Meets Social Science General Education Requirement (SS)

Pattee Fletcher
Associate Professor
Ph. D. Syracuse University

This course explores the paradox of living in a society which constitutionally protects freedom of speech and of the press, yet assumes a “right” to ban written words which are not acceptable to individuals and/or groups in an effort to conform to their political, social, sexual, or religious beliefs. The use of censorship to silence important or controversial ideas and truths is not unique to the United States. It has existed since humanity could put “pen to paper,” continuing unabated through the centuries. The focus of this course is to examine the banning of books in the U.S., historically and today. What is it about words that is so frightening, repugnant, or threatening? And how does it happen that, in spite of a government built on freedom of speech and press, we are willing and sometimes able to suppress written words which we judge to be harmful? We will analyze the books and the paradox which constitute banned books.

FYS 106B (SS & C)

Meets the Social Science and Culture General Education Requirement (SS & C)

Alan Rosenthal
Associate Professor Emeritus of Modern Languages and Linguistics
Ph.D., Rutgers University

The title of the course is the term often used to describe the period of remarkable intellectual life and artistic creativity spanning roughly forty years—from 1880 to 1920.  In this time, Vienna was the cultural capital of the western world.  We will study this period and the people who made it famous.  We will consider how Vienna flourished in its golden age, and we will identify the seeds of its gradual decline and eventual disintegration, which took place from 1920 to 1938.  Finally, we will consider possible lessons to be drawn for our place and time.

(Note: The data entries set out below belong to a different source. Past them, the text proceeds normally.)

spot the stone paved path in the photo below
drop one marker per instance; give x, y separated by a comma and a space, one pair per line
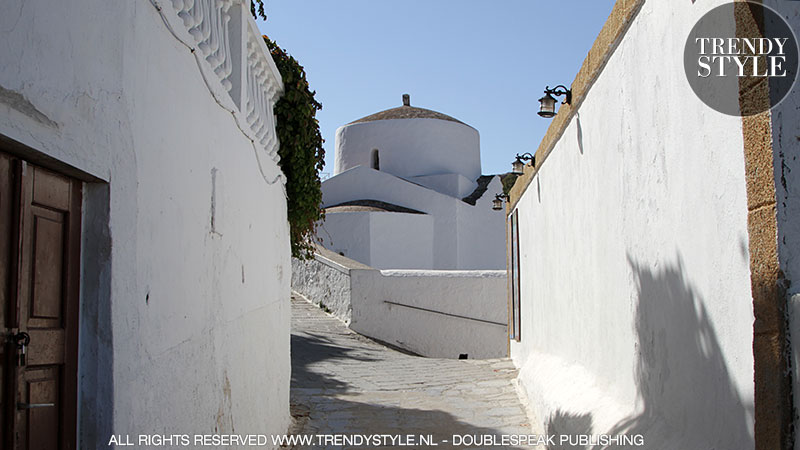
344, 383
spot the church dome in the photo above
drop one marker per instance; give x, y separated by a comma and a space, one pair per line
406, 112
410, 143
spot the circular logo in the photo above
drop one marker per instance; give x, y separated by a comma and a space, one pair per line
741, 58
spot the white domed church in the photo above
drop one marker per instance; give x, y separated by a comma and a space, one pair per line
407, 193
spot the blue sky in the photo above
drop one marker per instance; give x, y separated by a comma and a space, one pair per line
485, 63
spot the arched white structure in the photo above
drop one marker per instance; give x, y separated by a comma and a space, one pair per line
407, 193
412, 142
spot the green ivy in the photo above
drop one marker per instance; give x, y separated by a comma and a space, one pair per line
508, 181
257, 9
301, 152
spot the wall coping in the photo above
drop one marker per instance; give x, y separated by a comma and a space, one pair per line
338, 262
400, 273
607, 41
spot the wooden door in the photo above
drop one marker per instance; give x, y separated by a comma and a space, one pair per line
41, 242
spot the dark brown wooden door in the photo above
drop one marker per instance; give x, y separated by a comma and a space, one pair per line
41, 244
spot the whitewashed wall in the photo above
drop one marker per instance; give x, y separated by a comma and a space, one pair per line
410, 147
464, 236
381, 239
636, 304
434, 313
325, 281
185, 326
786, 146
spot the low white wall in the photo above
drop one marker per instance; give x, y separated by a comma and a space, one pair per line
635, 281
439, 314
325, 281
435, 313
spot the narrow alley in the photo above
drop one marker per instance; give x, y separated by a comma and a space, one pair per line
346, 384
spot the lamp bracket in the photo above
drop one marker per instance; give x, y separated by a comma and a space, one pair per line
559, 92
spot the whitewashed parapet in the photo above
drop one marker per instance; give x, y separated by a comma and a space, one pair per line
236, 66
262, 92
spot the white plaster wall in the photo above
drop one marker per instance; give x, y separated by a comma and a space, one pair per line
443, 313
401, 241
384, 240
464, 236
196, 319
481, 233
325, 281
636, 304
348, 234
410, 147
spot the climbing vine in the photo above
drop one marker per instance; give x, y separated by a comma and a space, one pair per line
301, 152
257, 9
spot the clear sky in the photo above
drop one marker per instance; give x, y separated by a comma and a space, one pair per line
485, 63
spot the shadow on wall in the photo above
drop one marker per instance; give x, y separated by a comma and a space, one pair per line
686, 395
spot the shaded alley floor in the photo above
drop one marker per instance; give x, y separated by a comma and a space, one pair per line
346, 384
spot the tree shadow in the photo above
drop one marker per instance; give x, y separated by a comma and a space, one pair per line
308, 349
687, 395
324, 403
566, 424
338, 416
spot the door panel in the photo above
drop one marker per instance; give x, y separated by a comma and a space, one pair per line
7, 209
41, 299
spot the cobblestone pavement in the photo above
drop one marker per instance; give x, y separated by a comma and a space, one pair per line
346, 384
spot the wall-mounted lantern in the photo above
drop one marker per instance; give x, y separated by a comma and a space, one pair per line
519, 164
497, 203
547, 104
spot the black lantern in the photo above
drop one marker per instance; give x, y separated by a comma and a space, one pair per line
518, 165
497, 203
547, 104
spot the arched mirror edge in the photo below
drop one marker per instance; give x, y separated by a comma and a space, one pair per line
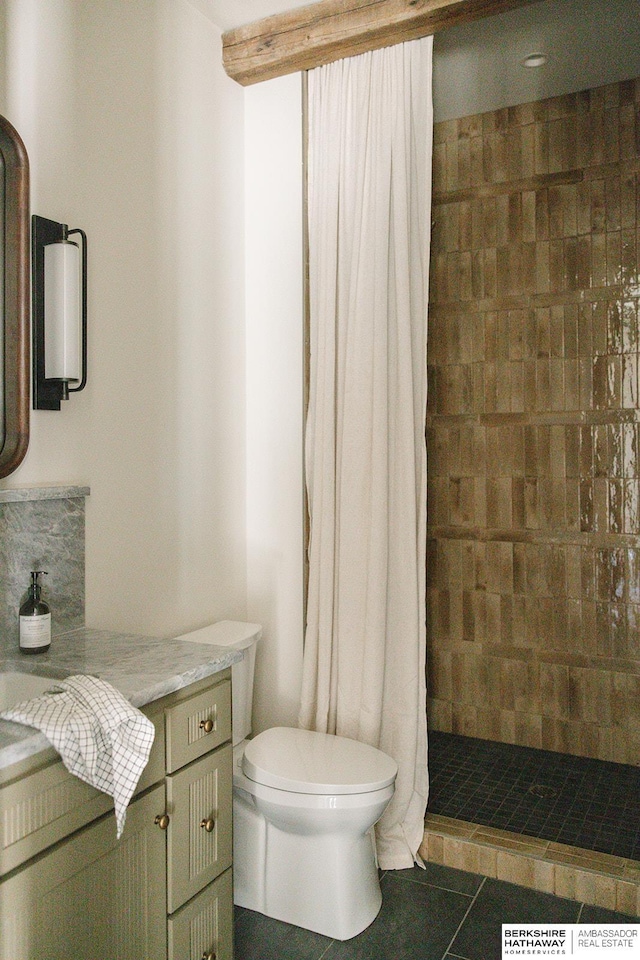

Latin America and the United States in the World Today

Pending complete of GEP Committee Review

Dr. Jack Sinnigan
Professor of Spanish and Intercultural Communication
Chair of the UMBC Mexico Committee

At the recent Summit of the Americas, President Hugo Ch├ívez presented President Barack Obama a copy of the popular Open Veins of Latin America. At the same summit, President Obama pledged that the United States would not intervene in the internal affairs of Latin American nations. Open Veins is the one book anyone interested in the history of the hemisphere needs to read. If President Obama keeps his pledge, an end to U.S. intervention will provide the basis for a new historic period in the hemisphere. The focus of this course will be on Latin America and the Latin America – United States relations today. The interdiciplinary content will include historical analysis, political commentary, journalistic texts, literature, films and visual art.

Dr. Jack Sinnigan is a professor of Spanish and Intercultural Communication and the chair of the UMBC Mexico Committee, he has extensive experience studying Latin America and travelling in the continent. Throughout his career he has been passionately following events, reading, studying paintings, viewing films, doing research, writing, and teaching courses on the area. Professor Sinnigen’s teaching and research are based on these principles: all cultural analysis is necessarily intercultural since some comparison is always involved; culture, economics, and politics interact and those interactions are a focus of study; all topics are to be analyzed as moments in a world-historical-process. During January 2010 he expects to travel to Mexico and Cuba. Professor Sinnigen is the author of four books and some fifty articles on Latin American and Spanish cultures and on intercultural relations.